Муравьев был уже на сцене. Всякое движение к выходу прекратилось. Двери, похоже, действительно закрыли. Охрана, орудуя плечами, освободила от стоявших узкий ручеек и охраняла его, сцепившись локтями – на тот случай, если маэстро вдруг решит стремительно покинуть сцену.
Муравьев что-то вполголоса сказал бросившемуся к нему дирижеру.
– Вольфганг Амадей Моцарт, – срывающимся от волнения голосом объявил конферансье. – Двадцать четвертый концерт для фортепиано с оркестром. Это произведение… Э… Является редким в фортепианном наследии великого композитора, исполненным в миноре…
Каким-то образом, едва ли не поднятием брови, Муравьев сообщил ему, что дальнейшие размышления на эту тему излишни.
– Партию фортепиано исполняет, – еще более испугавшись, объявил конферансье, – Михолай Нихайлович Муравьев.

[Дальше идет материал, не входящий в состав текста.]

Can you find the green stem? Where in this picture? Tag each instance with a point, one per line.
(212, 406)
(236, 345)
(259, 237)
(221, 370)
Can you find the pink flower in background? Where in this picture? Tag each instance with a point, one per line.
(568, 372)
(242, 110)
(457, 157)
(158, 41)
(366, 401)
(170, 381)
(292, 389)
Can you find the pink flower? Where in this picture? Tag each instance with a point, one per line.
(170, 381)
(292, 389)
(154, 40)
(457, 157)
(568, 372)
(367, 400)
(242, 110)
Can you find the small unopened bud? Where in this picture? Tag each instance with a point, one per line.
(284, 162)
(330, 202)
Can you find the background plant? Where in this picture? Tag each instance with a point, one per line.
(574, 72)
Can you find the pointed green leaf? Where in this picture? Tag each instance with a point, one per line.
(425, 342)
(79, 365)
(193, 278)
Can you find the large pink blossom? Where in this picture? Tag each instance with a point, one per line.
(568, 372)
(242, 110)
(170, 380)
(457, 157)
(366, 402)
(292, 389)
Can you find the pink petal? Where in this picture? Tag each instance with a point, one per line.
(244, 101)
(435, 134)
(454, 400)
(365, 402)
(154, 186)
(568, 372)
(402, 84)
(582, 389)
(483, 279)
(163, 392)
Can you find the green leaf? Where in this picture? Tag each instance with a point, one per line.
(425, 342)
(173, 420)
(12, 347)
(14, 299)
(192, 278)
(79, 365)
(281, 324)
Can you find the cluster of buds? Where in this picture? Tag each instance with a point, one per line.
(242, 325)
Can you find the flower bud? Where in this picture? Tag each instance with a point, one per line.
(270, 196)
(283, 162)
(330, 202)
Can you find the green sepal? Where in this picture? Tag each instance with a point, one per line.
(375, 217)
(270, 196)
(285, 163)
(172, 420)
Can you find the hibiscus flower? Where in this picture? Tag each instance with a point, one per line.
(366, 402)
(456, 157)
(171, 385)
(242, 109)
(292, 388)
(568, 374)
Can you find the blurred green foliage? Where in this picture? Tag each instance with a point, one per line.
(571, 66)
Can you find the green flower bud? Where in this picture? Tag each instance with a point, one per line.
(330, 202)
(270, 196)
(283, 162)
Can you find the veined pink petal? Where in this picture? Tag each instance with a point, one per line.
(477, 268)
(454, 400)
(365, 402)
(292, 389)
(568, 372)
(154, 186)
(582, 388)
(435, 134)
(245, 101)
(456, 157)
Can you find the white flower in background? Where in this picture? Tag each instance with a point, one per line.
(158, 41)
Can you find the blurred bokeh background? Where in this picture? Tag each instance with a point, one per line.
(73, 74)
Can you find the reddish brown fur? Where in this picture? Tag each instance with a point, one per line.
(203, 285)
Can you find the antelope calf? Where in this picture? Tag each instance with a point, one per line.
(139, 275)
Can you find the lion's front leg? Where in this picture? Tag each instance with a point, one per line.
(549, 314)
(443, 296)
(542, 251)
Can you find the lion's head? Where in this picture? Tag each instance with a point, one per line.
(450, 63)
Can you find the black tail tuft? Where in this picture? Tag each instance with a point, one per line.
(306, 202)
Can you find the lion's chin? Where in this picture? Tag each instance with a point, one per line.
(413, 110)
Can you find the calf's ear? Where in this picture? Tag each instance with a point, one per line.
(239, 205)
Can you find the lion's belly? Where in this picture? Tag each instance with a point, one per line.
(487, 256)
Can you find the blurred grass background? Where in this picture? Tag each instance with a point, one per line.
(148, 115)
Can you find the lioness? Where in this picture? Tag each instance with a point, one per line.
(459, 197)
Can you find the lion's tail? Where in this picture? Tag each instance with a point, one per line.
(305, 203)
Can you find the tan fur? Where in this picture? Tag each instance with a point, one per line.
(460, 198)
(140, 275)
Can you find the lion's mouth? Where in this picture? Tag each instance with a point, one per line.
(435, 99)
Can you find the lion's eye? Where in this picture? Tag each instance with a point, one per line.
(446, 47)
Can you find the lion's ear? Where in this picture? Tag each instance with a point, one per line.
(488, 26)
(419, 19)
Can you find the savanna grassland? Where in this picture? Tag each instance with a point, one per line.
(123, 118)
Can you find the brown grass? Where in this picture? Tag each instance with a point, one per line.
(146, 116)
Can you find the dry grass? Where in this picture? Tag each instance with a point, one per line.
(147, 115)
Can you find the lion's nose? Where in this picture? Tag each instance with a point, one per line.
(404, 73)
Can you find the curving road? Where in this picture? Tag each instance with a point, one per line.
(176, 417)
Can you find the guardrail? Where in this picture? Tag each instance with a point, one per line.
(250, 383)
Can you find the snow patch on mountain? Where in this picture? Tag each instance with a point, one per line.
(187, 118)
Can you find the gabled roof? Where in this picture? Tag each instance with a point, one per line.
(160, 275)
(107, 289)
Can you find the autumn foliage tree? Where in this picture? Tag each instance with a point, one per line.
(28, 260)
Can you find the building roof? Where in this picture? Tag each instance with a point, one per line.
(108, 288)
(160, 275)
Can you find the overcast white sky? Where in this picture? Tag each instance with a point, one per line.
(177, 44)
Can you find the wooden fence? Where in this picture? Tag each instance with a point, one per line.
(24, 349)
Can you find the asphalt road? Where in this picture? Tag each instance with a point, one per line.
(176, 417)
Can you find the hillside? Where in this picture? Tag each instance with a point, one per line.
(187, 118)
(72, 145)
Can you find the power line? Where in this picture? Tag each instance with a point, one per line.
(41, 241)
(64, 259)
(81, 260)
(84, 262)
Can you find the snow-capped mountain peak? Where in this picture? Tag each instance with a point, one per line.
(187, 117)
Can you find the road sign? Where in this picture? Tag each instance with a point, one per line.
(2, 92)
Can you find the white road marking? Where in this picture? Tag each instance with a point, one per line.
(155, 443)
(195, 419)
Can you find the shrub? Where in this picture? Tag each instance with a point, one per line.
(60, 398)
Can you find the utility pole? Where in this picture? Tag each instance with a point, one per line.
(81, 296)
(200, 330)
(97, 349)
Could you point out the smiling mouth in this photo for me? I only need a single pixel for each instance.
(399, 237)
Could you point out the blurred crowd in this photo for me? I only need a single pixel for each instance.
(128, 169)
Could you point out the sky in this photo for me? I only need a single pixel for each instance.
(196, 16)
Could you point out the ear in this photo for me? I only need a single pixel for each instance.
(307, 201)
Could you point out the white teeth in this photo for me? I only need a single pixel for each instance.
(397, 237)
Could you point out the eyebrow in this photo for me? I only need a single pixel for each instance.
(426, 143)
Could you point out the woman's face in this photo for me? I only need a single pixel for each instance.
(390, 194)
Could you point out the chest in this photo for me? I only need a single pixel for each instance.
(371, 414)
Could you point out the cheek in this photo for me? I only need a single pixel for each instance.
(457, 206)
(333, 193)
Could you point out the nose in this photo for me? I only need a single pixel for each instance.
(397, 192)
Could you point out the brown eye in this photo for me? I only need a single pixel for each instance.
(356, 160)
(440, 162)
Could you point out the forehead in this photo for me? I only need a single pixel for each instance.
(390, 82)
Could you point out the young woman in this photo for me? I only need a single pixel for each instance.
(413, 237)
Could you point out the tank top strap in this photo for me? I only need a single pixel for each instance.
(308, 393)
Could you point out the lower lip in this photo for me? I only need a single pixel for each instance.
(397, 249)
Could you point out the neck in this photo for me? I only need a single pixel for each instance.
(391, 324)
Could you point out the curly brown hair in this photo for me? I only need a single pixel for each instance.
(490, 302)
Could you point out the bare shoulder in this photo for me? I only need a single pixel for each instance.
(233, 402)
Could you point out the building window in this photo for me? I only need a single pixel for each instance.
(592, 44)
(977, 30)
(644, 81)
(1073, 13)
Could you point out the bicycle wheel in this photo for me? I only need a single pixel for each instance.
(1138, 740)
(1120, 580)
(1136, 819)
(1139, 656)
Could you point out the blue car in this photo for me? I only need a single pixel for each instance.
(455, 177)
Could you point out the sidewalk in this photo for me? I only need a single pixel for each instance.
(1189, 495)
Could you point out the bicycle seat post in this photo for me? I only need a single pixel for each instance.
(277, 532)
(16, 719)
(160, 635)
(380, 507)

Было видно, что имени-отчества пианиста конферансье не знал, ему шепнули его за секунду до выхода, но запомнить он не успел и безбожно переврал, пока – с непрогнозируемыми для себя последствиями. Он ушел на подкашивающихся ногах, с тем чтобы упасть в обморок где-то уже за сценой.
Дирижер отдавал быстрые команды оркестру, Муравьев же проплыл к фортепиано, уселся за клавиши и утратил, кажется, всякий интерес к происходящему. Тремя сильными ударами вступили струнные. Звуки показались не столько печальными, сколько трагичными. Муравьев слушал оркестр покачиваясь, как в бреду. Глаза его были закрыты, и Анатолий уже почувствовал, что сейчас будет нечто, и да, конечно же, двадцать четвертый концерт Моцарта! Пальцы министра поплыли к клавишам, они легли на них, подрагивая, как будто репетируя вступление, и вот мелодия уступила место фортепиано, и оно зазвучало – как вскрик, заканчивавшийся плачем. Министр резко затормозил мелодию – нот, предназначенных здесь его партии, было мало, и он заставил каждую из них – прозвучать. Такого исполнения Анатолий еще не слышал. Нет, конечно, оно было любительским, это чувствовалось после тех спортивных пируэтов, которые выдавали два соревнующихся в своей техничности виртуоза. Но именно в этом любительском голосе на фоне сыгранного оркестра и заключалась искренность. Как будто пронзительную оперную партию исполняли не в фальшивых декорациях из фольги, но – ночью в горах, интонируя каждый нюанс и сообщая его лишь себе. И уже через несколько ударов по клавишам Анатолий все понял и почувствовал.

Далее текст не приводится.